Russian Rules

Jamie Dettmer from Donetsk:

Shortly before separatist leaders here declared a huge majority had voted in a referendum to break from Ukraine, their press spokeswoman had chortled at the idea that a result would be declared a mere three hours after polling stations closed.

“Are you crazy? How would we have time to count the ballots?” said Claudia.

Precisely, how indeed? But then despite a series of opinion polls over the past few weeks showing only a minority of eastern Ukrainians wanted to follow the example of the Black Sea peninsula and secede, the plebiscite in Donetsk—one of two of Ukraine’s easternmost regions voting Sunday—was always a foregone conclusion.
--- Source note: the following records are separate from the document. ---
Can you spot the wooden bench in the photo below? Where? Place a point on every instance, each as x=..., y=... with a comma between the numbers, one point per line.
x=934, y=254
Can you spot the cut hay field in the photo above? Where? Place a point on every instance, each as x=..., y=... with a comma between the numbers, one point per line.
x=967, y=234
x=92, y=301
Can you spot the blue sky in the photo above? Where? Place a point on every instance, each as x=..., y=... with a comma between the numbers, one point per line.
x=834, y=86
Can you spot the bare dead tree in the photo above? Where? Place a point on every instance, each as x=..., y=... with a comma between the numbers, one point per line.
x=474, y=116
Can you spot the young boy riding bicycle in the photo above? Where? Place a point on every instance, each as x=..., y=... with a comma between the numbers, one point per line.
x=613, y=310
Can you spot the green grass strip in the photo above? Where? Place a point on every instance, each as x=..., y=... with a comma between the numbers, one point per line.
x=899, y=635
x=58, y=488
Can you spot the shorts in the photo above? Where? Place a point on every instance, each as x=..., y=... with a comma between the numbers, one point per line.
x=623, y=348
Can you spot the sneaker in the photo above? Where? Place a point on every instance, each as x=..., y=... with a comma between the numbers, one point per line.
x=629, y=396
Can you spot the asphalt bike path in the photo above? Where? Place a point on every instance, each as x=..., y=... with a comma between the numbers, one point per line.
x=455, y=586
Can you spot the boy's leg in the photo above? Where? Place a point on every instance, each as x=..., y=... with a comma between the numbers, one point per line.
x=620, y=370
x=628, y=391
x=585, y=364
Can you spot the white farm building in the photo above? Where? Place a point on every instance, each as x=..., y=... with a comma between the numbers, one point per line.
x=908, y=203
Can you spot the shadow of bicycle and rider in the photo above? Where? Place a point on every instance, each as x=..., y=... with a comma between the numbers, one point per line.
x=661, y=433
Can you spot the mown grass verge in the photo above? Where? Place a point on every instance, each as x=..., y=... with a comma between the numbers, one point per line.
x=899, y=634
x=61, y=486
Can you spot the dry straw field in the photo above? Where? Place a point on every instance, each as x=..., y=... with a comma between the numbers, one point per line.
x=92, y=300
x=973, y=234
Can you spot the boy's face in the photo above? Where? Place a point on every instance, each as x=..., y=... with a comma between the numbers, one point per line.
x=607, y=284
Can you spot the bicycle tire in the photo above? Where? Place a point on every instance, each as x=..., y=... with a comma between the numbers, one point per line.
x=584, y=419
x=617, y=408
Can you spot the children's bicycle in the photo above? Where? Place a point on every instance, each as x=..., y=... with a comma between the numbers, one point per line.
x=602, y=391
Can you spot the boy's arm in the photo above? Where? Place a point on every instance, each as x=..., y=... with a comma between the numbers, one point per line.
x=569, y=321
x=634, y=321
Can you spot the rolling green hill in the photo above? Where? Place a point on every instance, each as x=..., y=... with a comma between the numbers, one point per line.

The procedures in the plebiscite managed by Denis Pushilin, a former casino croupier who is the co-chairman of the self-proclaimed Donetsk People’s Republic, followed the Kremlin's house rules: the cynical strategies and plays of Russian-style “managed democracy,” not the electoral models outlined by organizations such as the United Nations or the International Foundation for Electoral Systems.

The separatists used all the now familiar techniques—including weeks of armed and thuggish intimidation, the abductions and murder of opponents, multiple voting, pre-filled ballot papers, adding names to an incomplete electoral roll and allowing anyone who turned up at a polling station with a Ukrainian passport in hand to cast a ballot.